Com a Lava Jato de vento em popa, logo os envolvidos que tenham mandato vão parar no Supremo e levar seus ministros novamente aos píncaros da glória e ao implacável julgamento da opinião pública – e da História. Depois do mensalão, que foi um marco jurídico, político e ético no País, tudo o que não for igualmente duro será considerado recuo. E debitado a Lewandowski.
Gilmar Mendes, porém, não está num mundo melhor do que o de Lewandowski. Se foi técnico, equilibrado e sobretudo discreto durante o julgamento do mensalão, pode-se dizer que o do petrolão nem começou e ele já está se expondo muito mais do que deveria.
Nem seus piores inimigos negam a Gilmar o reconhecimento do talento, da dedicação e da sólida formação, e não há como discordar do ponto central de seu voto a favor da manutenção das doações privadas de campanhas: com as campanhas cada vez mais sofisticadas e abrangentes, de onde virá o dinheiro?
Se os políticos não se contentarem subitamente com andar de ônibus, cuidar da própria agenda, da correspondência e da estratégia, fazer discursos em cima de caixotes em praças públicas e se apresentar em programas estáticos em preto e branco, é bem possível que uma decisão intrinsecamente boa, para acabar com a promiscuidade entre empresas e políticos, acabe tendo efeito inverso, o de disparar o caixa 2 a criminalidade nas campanhas.

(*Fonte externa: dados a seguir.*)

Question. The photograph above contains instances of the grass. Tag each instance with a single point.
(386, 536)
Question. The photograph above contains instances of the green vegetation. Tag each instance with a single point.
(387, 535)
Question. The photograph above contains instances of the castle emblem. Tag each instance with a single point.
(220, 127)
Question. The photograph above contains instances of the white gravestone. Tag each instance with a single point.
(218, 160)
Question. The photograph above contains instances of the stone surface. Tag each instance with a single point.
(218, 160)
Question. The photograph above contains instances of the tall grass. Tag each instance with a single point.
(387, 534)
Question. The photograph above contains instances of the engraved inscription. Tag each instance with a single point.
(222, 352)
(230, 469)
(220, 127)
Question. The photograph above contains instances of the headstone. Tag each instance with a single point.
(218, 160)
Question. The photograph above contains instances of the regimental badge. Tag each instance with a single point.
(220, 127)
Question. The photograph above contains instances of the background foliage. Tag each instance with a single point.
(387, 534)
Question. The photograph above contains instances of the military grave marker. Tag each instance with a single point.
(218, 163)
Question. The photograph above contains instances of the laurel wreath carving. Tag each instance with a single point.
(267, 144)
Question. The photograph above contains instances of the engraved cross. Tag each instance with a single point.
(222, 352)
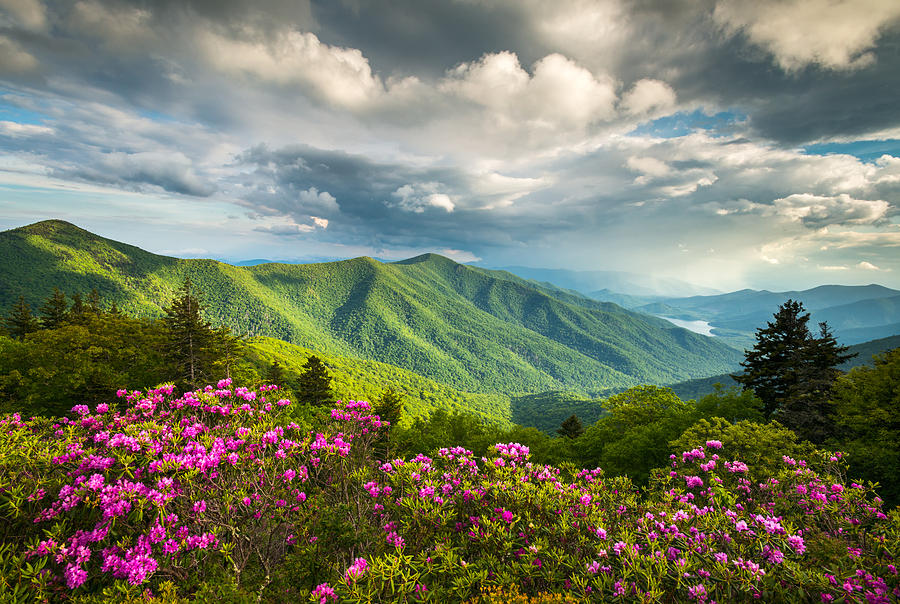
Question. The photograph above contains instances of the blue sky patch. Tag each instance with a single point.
(864, 150)
(684, 123)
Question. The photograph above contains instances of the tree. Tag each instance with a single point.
(190, 341)
(55, 310)
(20, 322)
(867, 406)
(571, 427)
(792, 372)
(315, 384)
(390, 406)
(275, 374)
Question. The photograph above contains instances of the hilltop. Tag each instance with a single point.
(473, 329)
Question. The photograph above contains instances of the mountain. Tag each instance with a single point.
(616, 282)
(864, 351)
(855, 313)
(473, 329)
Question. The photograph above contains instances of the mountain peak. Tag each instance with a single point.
(51, 227)
(430, 257)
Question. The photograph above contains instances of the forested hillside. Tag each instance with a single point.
(476, 330)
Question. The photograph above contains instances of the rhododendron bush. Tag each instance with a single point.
(213, 494)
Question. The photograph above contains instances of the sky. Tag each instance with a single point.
(726, 143)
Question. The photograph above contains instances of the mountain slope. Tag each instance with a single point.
(473, 329)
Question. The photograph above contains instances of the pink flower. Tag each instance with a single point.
(356, 570)
(325, 593)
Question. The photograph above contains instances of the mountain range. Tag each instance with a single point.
(474, 329)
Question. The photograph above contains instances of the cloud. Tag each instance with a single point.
(341, 76)
(15, 59)
(27, 14)
(816, 211)
(833, 35)
(559, 93)
(416, 198)
(172, 172)
(868, 266)
(648, 97)
(15, 129)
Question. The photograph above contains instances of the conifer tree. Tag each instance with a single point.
(55, 310)
(190, 341)
(571, 427)
(275, 375)
(78, 309)
(792, 372)
(315, 384)
(20, 321)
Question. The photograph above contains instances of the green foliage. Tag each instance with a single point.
(792, 372)
(55, 310)
(475, 330)
(867, 411)
(210, 496)
(367, 380)
(314, 387)
(547, 410)
(733, 404)
(54, 369)
(571, 427)
(194, 350)
(20, 321)
(761, 446)
(633, 438)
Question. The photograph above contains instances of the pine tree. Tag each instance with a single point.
(20, 322)
(773, 366)
(190, 341)
(93, 302)
(275, 375)
(571, 427)
(793, 372)
(315, 384)
(807, 408)
(78, 310)
(55, 310)
(390, 406)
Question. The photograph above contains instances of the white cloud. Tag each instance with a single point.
(836, 34)
(341, 76)
(15, 129)
(649, 166)
(417, 197)
(28, 14)
(648, 97)
(313, 201)
(14, 58)
(559, 93)
(459, 255)
(121, 28)
(817, 210)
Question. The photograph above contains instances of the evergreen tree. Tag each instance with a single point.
(571, 427)
(78, 310)
(807, 408)
(315, 384)
(190, 341)
(792, 372)
(55, 310)
(20, 322)
(275, 375)
(93, 302)
(390, 406)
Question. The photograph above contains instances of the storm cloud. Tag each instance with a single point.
(720, 141)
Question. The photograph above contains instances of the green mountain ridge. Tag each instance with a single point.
(473, 329)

Mas conteúdo é uma coisa, forma é outra, e um ministro do Supremo, que vai daqui a pouco julgar partidos e pessoas ligadas ao governo, possivelmente até algumas ocupando postos chaves no PT, não deve, ou não pode mesmo, sair falando em público o que considera verdades absolutas sobre o regime, o governo e o partido.

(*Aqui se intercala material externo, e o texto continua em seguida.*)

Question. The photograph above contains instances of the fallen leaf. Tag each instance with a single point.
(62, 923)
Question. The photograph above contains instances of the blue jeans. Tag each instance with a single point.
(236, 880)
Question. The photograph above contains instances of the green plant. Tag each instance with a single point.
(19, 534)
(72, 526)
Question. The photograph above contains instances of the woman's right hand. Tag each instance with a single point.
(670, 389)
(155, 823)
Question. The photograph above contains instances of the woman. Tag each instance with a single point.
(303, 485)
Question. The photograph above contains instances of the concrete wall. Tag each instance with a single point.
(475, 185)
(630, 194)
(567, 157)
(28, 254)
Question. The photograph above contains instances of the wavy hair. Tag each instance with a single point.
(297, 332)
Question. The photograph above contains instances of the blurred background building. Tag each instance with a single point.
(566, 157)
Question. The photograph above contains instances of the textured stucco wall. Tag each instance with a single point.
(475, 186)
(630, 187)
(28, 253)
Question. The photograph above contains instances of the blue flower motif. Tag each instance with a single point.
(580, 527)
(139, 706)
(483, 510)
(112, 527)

Após um evento na Fiesp, Gilmar disse que “o que se instalou no País nesses últimos anos e está sendo revelado na Operação Lava Jato é um modelo de governança corrupta, algo que merece o nome claro de cleptocracia”. E continuou: “Veja o que fizeram com a Petrobrás! É por isso que defendem com tanta força as estatais. Eles tinham se tornado donos da Petrobrás. Esse era o método de governança”.
Quem são “eles” na fala de Gilmar? São o PT e os petistas. Você pode até concordar com o que Gilmar falou, mas ministros do STF não podem sair por aí dizendo o que pensam, na hora que bem entendem, sobre personagens ou entidades que daqui a pouco poderão estar julgando.

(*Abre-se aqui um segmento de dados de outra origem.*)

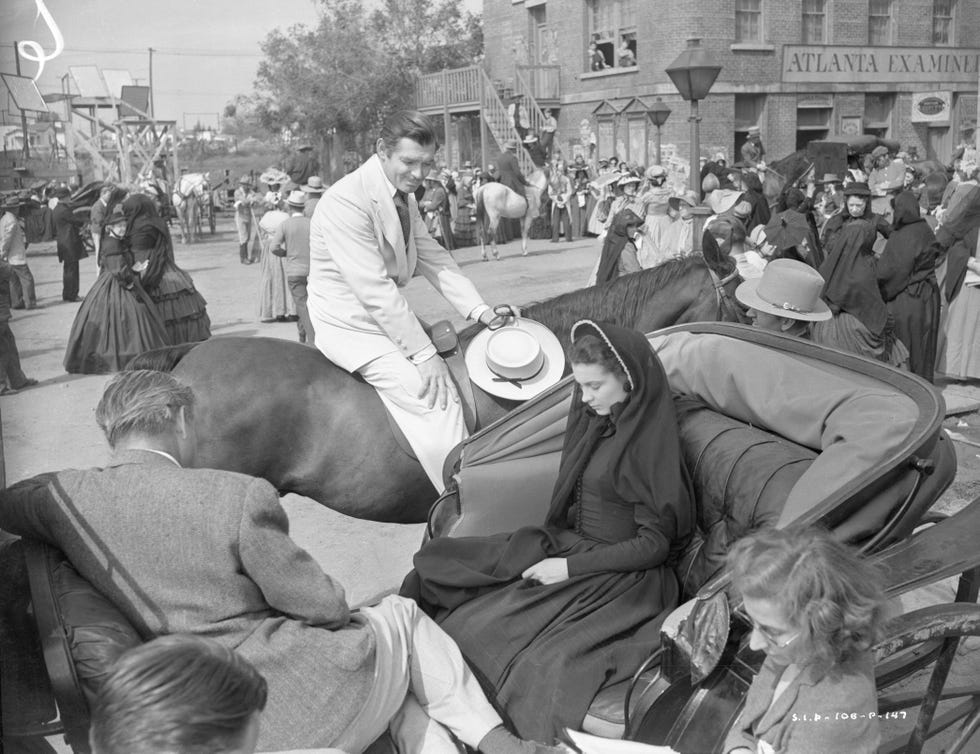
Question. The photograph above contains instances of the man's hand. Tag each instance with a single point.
(437, 385)
(548, 571)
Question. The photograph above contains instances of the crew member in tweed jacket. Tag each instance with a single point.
(207, 552)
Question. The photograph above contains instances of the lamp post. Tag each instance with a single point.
(694, 73)
(658, 113)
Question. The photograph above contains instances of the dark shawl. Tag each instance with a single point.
(614, 244)
(761, 213)
(146, 231)
(851, 282)
(909, 257)
(647, 463)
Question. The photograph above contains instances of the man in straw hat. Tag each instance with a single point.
(785, 299)
(245, 197)
(367, 240)
(292, 241)
(313, 189)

Ao falar da perplexidade de uns e da euforia da maioria da sociedade diante do julgamento do mensalão, o ex-deputado Delfim Netto, do alto de seus 88 anos e de seu cativante brilho intelectual, me deu um veredicto impecável sobre os ministros do Supremo: “As pessoas ficaram surpresas com o que aconteceu, mas o fato é o seguinte: quem vai para o Supremo vai para escrever seu nome na História. O passado para eles não existe mais. O sujeito, lá, incorpora a missão, não se presta a patifarias. O sujeito pode até errar, mas não vai violar a Constituição, as leis, as normas jurídicas, não vai fazer nenhum acordão”.
Perfeito. Isso valeu profundamente para Joaquim Barbosa, mas vale também para todos os atuais onze ministros, que foram indicados por algum presidente, de algum partido, e “podem até errar”, mas têm caráter e julgarão com a maior lisura, honestidade de propósitos e atentos ao futuro, não ao passado. Como a mulher de César, porém, além de serem tudo isso, eles também precisam parecer, não é mesmo, ministro Gilmar e ministro Lewandowski? Muita calma nessa hora.